A plan put in place by the St. John’s Port Authority to build a security fence along the harbourfront has attracted renewed attention in recent days, with a local advocacy group suggesting a public consultation on the matter should have been held.
The port authority, which has jurisdiction over the harbour-front, has said the security structure is a necessity, without which the city would lose its port and be out $250 million in business resulting from vessel traffic and close to 3,000 jobs.
St. John’s city council voted unanimously in favour of the proposal at a meeting in August, and is set to cover half the cost of the $850,000 project.
Sean Hanrahan, CEO of the St. John’s Port Authority, told The Telegram on Thursday that 50 per cent of the harbourfront will be open to public access, while the remainder of it will be “access controlled.”
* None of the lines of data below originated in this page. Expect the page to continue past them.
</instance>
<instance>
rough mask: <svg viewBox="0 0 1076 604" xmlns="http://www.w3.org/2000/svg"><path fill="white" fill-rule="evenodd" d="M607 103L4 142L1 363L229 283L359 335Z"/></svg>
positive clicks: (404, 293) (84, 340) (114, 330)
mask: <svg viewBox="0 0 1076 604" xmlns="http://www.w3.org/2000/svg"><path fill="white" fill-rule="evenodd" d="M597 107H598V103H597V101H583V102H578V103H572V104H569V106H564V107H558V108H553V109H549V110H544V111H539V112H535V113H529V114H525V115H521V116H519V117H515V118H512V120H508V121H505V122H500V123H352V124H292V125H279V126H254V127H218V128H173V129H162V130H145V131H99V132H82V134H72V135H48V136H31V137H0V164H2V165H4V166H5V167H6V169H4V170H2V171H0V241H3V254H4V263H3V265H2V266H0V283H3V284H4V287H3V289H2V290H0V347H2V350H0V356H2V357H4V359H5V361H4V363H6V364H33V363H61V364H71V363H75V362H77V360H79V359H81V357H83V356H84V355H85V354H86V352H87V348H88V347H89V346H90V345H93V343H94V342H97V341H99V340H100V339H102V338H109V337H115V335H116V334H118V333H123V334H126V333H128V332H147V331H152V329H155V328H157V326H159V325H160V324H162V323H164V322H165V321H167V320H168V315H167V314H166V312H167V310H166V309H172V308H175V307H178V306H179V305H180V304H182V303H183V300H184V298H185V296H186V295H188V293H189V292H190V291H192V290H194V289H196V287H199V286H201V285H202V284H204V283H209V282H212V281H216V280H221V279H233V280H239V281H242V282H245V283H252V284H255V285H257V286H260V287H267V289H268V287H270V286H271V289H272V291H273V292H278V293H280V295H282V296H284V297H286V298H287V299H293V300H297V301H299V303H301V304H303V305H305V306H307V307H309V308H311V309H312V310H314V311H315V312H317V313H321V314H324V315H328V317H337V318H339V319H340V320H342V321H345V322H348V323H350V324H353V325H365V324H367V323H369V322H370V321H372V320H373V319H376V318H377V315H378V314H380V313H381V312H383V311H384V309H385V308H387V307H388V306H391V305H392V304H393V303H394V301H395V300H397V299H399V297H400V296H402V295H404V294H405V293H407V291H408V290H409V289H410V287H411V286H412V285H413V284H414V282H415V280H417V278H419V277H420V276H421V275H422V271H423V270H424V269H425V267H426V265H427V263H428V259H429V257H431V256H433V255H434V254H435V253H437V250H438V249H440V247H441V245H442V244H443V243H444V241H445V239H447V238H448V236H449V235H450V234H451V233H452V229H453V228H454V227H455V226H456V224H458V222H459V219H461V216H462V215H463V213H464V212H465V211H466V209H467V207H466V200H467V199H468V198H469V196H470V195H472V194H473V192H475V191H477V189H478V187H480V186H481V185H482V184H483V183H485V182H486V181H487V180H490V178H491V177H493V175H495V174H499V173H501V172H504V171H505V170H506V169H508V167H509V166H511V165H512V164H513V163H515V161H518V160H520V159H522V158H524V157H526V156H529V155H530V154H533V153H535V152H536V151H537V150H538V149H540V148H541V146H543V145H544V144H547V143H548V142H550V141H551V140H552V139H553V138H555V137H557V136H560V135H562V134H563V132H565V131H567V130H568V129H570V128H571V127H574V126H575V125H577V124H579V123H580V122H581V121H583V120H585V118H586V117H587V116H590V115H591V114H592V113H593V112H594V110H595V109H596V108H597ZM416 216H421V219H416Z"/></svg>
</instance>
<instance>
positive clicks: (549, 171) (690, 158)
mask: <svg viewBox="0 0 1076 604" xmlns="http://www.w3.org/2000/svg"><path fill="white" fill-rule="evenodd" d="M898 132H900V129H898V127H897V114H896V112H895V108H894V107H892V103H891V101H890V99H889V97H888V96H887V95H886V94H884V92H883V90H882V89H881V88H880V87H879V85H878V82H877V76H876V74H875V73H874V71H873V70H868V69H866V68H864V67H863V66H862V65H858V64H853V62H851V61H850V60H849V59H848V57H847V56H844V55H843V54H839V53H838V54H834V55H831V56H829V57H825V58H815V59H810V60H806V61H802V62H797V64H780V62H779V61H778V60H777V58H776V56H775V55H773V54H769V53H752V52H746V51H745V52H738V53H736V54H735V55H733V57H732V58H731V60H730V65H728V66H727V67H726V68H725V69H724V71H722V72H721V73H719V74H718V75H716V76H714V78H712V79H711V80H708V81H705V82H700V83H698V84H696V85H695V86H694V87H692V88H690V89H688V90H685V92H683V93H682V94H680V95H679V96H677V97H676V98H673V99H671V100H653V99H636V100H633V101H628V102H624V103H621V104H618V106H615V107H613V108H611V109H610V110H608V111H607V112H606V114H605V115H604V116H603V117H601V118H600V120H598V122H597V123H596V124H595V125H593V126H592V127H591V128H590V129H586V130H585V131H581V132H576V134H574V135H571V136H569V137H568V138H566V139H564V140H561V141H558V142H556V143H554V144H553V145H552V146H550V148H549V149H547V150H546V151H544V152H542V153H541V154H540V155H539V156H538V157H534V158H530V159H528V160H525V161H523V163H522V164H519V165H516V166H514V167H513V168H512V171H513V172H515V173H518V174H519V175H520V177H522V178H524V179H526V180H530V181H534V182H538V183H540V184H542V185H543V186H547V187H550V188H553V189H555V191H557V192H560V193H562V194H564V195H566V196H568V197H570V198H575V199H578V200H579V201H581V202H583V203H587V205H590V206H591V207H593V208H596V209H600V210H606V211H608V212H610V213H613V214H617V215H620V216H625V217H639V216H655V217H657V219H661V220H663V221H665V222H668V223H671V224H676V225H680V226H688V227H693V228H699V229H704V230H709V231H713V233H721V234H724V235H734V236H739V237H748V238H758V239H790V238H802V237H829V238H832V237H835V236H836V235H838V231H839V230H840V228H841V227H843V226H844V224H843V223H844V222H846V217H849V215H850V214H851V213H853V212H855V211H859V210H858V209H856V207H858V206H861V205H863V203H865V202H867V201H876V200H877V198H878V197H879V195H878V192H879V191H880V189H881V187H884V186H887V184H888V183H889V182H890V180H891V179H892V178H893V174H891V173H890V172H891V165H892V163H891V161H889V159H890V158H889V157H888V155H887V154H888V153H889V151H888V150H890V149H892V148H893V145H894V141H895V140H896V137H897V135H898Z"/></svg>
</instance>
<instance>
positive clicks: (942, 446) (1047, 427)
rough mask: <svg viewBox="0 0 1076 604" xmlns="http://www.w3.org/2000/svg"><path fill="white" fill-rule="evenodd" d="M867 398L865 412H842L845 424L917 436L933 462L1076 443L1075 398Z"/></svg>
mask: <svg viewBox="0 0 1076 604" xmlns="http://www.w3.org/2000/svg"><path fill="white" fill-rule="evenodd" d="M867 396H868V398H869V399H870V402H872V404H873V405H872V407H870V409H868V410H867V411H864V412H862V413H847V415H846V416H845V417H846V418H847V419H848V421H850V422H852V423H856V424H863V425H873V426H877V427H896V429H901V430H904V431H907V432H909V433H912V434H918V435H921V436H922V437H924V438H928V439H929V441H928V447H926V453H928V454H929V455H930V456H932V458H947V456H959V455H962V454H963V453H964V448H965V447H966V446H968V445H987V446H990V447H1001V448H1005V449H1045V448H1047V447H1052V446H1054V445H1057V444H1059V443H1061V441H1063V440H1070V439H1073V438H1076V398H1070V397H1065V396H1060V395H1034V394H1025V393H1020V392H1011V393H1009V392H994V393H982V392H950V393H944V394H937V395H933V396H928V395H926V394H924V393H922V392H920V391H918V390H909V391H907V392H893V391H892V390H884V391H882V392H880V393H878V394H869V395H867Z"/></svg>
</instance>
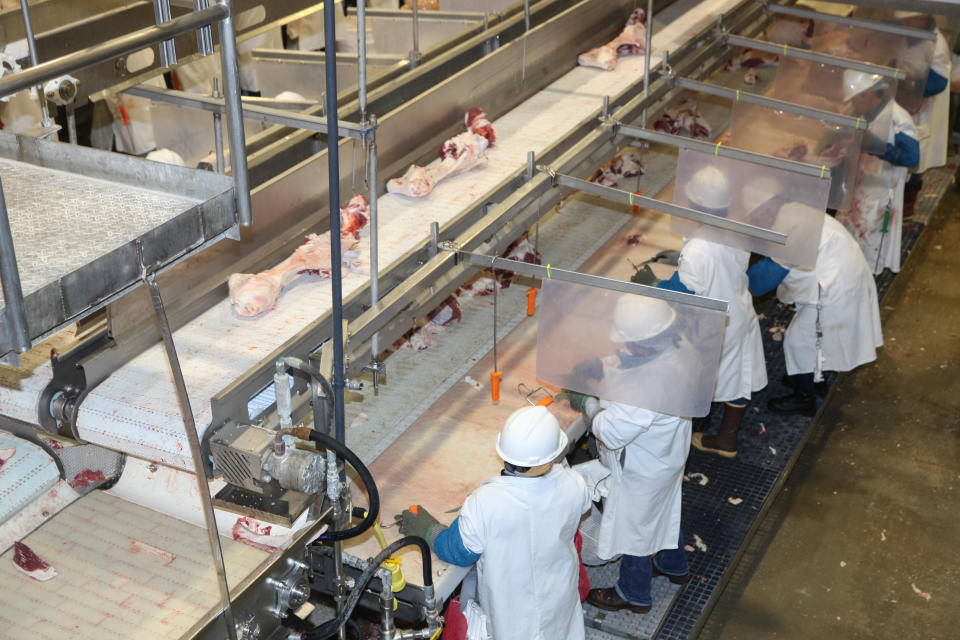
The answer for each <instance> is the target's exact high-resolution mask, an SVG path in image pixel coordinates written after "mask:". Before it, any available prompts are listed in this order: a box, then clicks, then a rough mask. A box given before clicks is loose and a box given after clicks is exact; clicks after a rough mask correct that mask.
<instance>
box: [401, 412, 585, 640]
mask: <svg viewBox="0 0 960 640" xmlns="http://www.w3.org/2000/svg"><path fill="white" fill-rule="evenodd" d="M566 450H567V436H566V434H564V433H563V431H561V430H560V424H559V422H557V419H556V418H555V417H554V416H553V414H551V413H550V412H549V411H548V410H547V409H546V407H525V408H523V409H518V410H517V411H514V412H513V413H512V414H511V415H510V417H509V418H507V421H506V423H505V424H504V426H503V430H502V431H501V432H500V435H499V437H498V438H497V453H498V454H499V455H500V457H501V458H502V459H503V461H504V464H503V471H501V473H500V476H499V477H495V478H488V479H487V480H485V481H484V482H483V484H481V485H480V486H479V487H478V488H477V489H475V490H474V491H473V493H471V494H470V495H469V496H467V499H466V500H465V501H464V503H463V507H462V508H461V509H460V515H459V516H458V517H457V518H456V520H454V521H453V523H452V524H451V525H450V526H449V527H445V526H443V525H441V524H440V523H439V522H438V521H437V519H436V518H434V517H433V516H431V515H430V514H429V513H427V511H426V510H425V509H423V508H422V507H419V509H418V513H412V512H411V511H409V510H406V511H404V512H403V513H402V514H401V515H400V532H401V533H404V534H409V535H416V536H421V537H423V538H425V539H426V540H427V541H428V542H429V543H430V546H431V548H432V549H433V551H434V553H436V554H437V557H439V558H440V559H441V560H443V561H444V562H449V563H450V564H455V565H458V566H461V567H466V566H470V565H472V564H473V563H477V568H478V581H479V584H478V594H479V600H480V603H479V604H480V607H481V608H482V609H483V612H484V614H485V616H486V619H487V628H488V629H492V632H493V633H492V636H493V638H496V640H560V639H561V638H562V639H564V640H581V639H582V638H583V637H584V627H583V608H582V607H581V605H580V595H579V592H578V588H577V585H578V580H579V574H580V561H579V558H578V557H577V550H576V548H575V547H574V542H573V539H574V536H575V535H576V533H577V528H578V527H579V525H580V518H581V516H582V515H583V514H584V513H585V512H586V511H588V510H589V509H590V504H591V500H590V493H589V491H588V490H587V485H586V482H585V481H584V480H583V478H582V477H581V476H580V475H579V474H578V473H576V472H575V471H572V470H570V469H569V468H568V467H564V466H561V465H555V464H554V460H557V458H560V457H561V456H563V455H564V454H565V453H566Z"/></svg>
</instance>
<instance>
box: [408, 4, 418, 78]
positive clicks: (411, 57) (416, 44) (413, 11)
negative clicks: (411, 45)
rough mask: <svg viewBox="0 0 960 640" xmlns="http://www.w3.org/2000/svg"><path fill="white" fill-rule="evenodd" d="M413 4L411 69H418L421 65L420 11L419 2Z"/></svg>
mask: <svg viewBox="0 0 960 640" xmlns="http://www.w3.org/2000/svg"><path fill="white" fill-rule="evenodd" d="M411 1H412V2H413V5H412V8H413V50H412V51H411V52H410V68H411V69H416V67H417V65H418V64H419V63H420V9H419V0H411Z"/></svg>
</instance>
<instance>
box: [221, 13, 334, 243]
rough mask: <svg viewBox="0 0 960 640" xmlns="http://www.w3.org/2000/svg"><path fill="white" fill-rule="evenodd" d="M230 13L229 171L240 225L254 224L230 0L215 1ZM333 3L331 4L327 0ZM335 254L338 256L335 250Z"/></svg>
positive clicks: (224, 39)
mask: <svg viewBox="0 0 960 640" xmlns="http://www.w3.org/2000/svg"><path fill="white" fill-rule="evenodd" d="M217 3H218V4H220V5H222V6H225V7H227V8H228V9H229V10H230V13H229V14H228V15H227V17H225V18H224V19H223V20H221V21H220V60H221V65H220V66H221V67H222V69H223V94H224V95H223V97H224V102H225V104H226V107H227V124H228V125H229V127H230V171H231V172H232V173H233V181H234V184H235V185H236V199H237V221H238V222H239V223H240V226H241V227H249V226H250V225H251V224H253V209H252V206H251V204H250V180H249V178H248V175H247V146H246V145H247V142H246V136H245V135H244V132H243V105H242V104H241V102H240V70H239V69H238V67H237V34H236V32H235V31H234V29H233V9H232V7H231V4H230V0H217ZM329 4H330V6H331V7H332V6H333V3H332V2H331V3H329ZM331 19H332V18H331ZM334 255H340V254H339V253H335V254H334Z"/></svg>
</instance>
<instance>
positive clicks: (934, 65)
mask: <svg viewBox="0 0 960 640" xmlns="http://www.w3.org/2000/svg"><path fill="white" fill-rule="evenodd" d="M952 66H953V56H952V54H951V52H950V47H949V45H948V44H947V41H946V39H945V38H944V37H943V34H942V33H940V31H939V30H938V31H937V43H936V48H935V49H934V53H933V62H932V64H931V65H930V70H931V71H934V72H936V73H938V74H939V75H941V76H942V77H944V78H946V79H947V88H946V89H944V90H943V91H941V92H940V93H938V94H937V95H935V96H930V97H929V98H926V99H925V100H924V101H923V106H922V107H921V108H920V111H918V112H917V113H915V114H913V122H914V124H915V125H916V126H917V136H918V137H917V141H918V142H919V143H920V164H918V165H917V168H916V169H914V171H915V172H916V173H923V172H924V171H926V170H927V169H929V168H930V167H942V166H943V165H945V164H946V163H947V145H948V142H949V138H950V132H949V131H948V127H949V124H950V122H949V120H950V85H949V83H950V75H951V73H952Z"/></svg>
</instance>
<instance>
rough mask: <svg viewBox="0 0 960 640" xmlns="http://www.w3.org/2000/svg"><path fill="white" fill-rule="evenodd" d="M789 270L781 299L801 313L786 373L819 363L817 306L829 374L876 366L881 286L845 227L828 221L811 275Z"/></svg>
mask: <svg viewBox="0 0 960 640" xmlns="http://www.w3.org/2000/svg"><path fill="white" fill-rule="evenodd" d="M784 266H787V267H788V268H789V269H790V272H789V273H788V274H787V276H786V277H785V278H784V279H783V281H782V282H781V283H780V286H779V287H777V298H779V299H780V301H781V302H783V303H785V304H795V305H796V307H797V313H796V315H794V317H793V320H791V321H790V326H789V327H787V332H786V334H785V335H784V338H783V352H784V356H785V358H786V361H787V373H788V374H789V375H796V374H798V373H812V372H813V371H814V367H815V365H816V358H817V347H816V343H817V333H816V322H817V302H818V300H819V302H820V305H821V309H820V327H821V330H822V332H823V337H822V339H821V353H822V354H823V364H822V369H823V370H824V371H850V370H851V369H855V368H856V367H859V366H860V365H861V364H866V363H867V362H873V361H874V360H875V359H876V357H877V347H881V346H883V332H882V331H881V328H880V308H879V306H878V304H877V285H876V282H874V279H873V274H872V273H871V272H870V267H869V266H868V265H867V262H866V260H865V259H864V257H863V254H862V253H861V252H860V248H859V246H858V245H857V241H856V240H854V239H853V236H851V235H850V233H849V232H848V231H847V230H846V228H844V226H843V225H842V224H840V223H839V222H837V221H836V220H834V219H833V218H831V217H830V216H828V215H824V221H823V231H822V232H821V234H820V250H819V252H818V254H817V265H816V267H815V268H814V269H812V270H804V269H796V268H793V267H790V266H789V265H784Z"/></svg>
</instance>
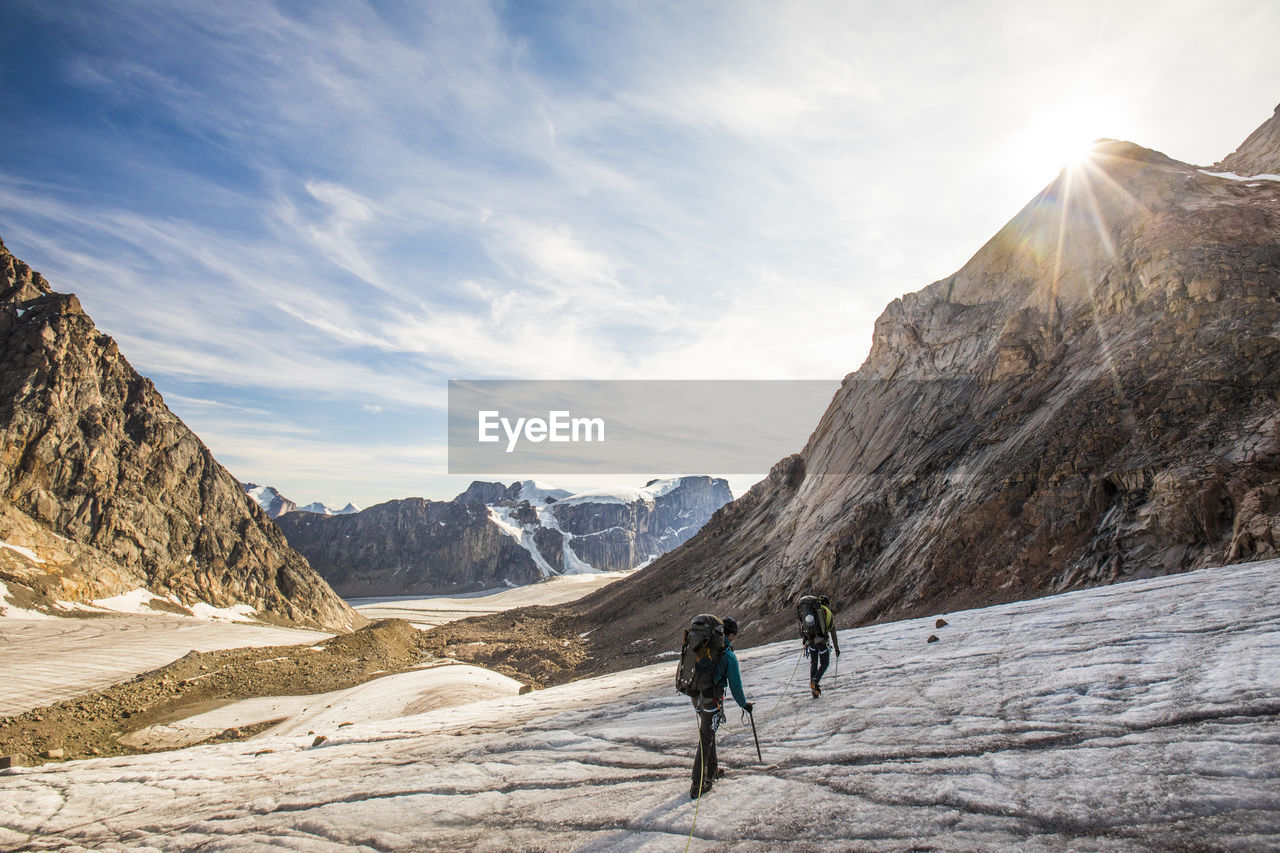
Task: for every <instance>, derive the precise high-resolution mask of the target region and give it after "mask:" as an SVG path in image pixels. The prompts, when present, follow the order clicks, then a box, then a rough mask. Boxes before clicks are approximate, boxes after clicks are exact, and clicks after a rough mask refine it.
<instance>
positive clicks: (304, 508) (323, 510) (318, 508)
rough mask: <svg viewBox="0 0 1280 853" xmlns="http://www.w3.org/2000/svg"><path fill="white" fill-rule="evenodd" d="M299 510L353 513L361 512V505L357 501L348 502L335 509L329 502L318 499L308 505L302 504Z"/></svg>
mask: <svg viewBox="0 0 1280 853" xmlns="http://www.w3.org/2000/svg"><path fill="white" fill-rule="evenodd" d="M297 511H298V512H319V514H320V515H351V514H352V512H360V507H358V506H356V505H355V503H348V505H347V506H344V507H342V508H340V510H334V508H333V507H332V506H329V505H328V503H321V502H320V501H316V502H314V503H307V505H306V506H300V507H298V508H297Z"/></svg>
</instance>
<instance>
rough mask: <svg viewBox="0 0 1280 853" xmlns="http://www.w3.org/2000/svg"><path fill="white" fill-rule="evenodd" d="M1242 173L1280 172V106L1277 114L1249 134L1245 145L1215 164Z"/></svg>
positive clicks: (1244, 173)
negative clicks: (1255, 129)
mask: <svg viewBox="0 0 1280 853" xmlns="http://www.w3.org/2000/svg"><path fill="white" fill-rule="evenodd" d="M1215 168H1217V169H1222V170H1225V172H1234V173H1236V174H1242V175H1253V174H1280V106H1276V111H1275V115H1272V117H1271V118H1270V119H1268V120H1267V122H1266V123H1263V124H1262V127H1260V128H1258V129H1257V131H1254V132H1253V133H1251V134H1249V138H1247V140H1245V141H1244V145H1242V146H1240V147H1238V149H1236V150H1235V151H1233V152H1231V154H1230V155H1228V156H1226V158H1224V159H1222V161H1221V163H1217V164H1216V165H1215Z"/></svg>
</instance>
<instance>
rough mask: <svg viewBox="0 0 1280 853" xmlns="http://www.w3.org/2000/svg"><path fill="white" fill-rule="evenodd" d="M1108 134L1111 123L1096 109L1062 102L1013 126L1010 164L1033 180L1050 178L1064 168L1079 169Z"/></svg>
mask: <svg viewBox="0 0 1280 853" xmlns="http://www.w3.org/2000/svg"><path fill="white" fill-rule="evenodd" d="M1107 134H1108V122H1107V120H1105V117H1102V115H1098V114H1097V110H1091V109H1084V108H1079V109H1073V108H1069V106H1061V105H1060V106H1059V108H1057V109H1052V110H1046V111H1042V113H1039V114H1036V115H1029V117H1027V119H1025V123H1023V124H1021V126H1020V127H1014V128H1010V134H1009V137H1006V138H1007V142H1006V146H1007V147H1006V151H1007V152H1009V158H1007V165H1009V168H1010V169H1011V170H1016V172H1018V173H1019V174H1024V175H1025V177H1027V179H1028V181H1032V182H1039V181H1046V179H1051V178H1052V177H1053V175H1055V174H1059V173H1060V172H1062V170H1066V172H1069V173H1074V172H1079V170H1082V169H1084V168H1085V167H1087V165H1088V164H1089V161H1091V160H1093V159H1094V156H1096V155H1097V149H1096V142H1097V141H1098V138H1100V137H1105V136H1107Z"/></svg>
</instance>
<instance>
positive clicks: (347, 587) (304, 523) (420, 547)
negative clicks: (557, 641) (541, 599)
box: [275, 498, 543, 598]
Happy City St. John’s, the group advocating for public consultations on the fence, claimed a vote on the port authority’s proposal was scheduled for today’s council meeting. However, Mayor Dennis O’Keefe told The Telegram that no such vote is scheduled to take place.
Meanwhile, a demonstration is due to take place today starting at 3:30 p.m. in front of the St. John’s Port Authority building, with attendees expected to march to city hall in time for the 4:30 p.m. council meeting.
An online petition has also been launched through the website change.org, which had over 1,900 names attached to it as of 6:30 p.m. Sunday.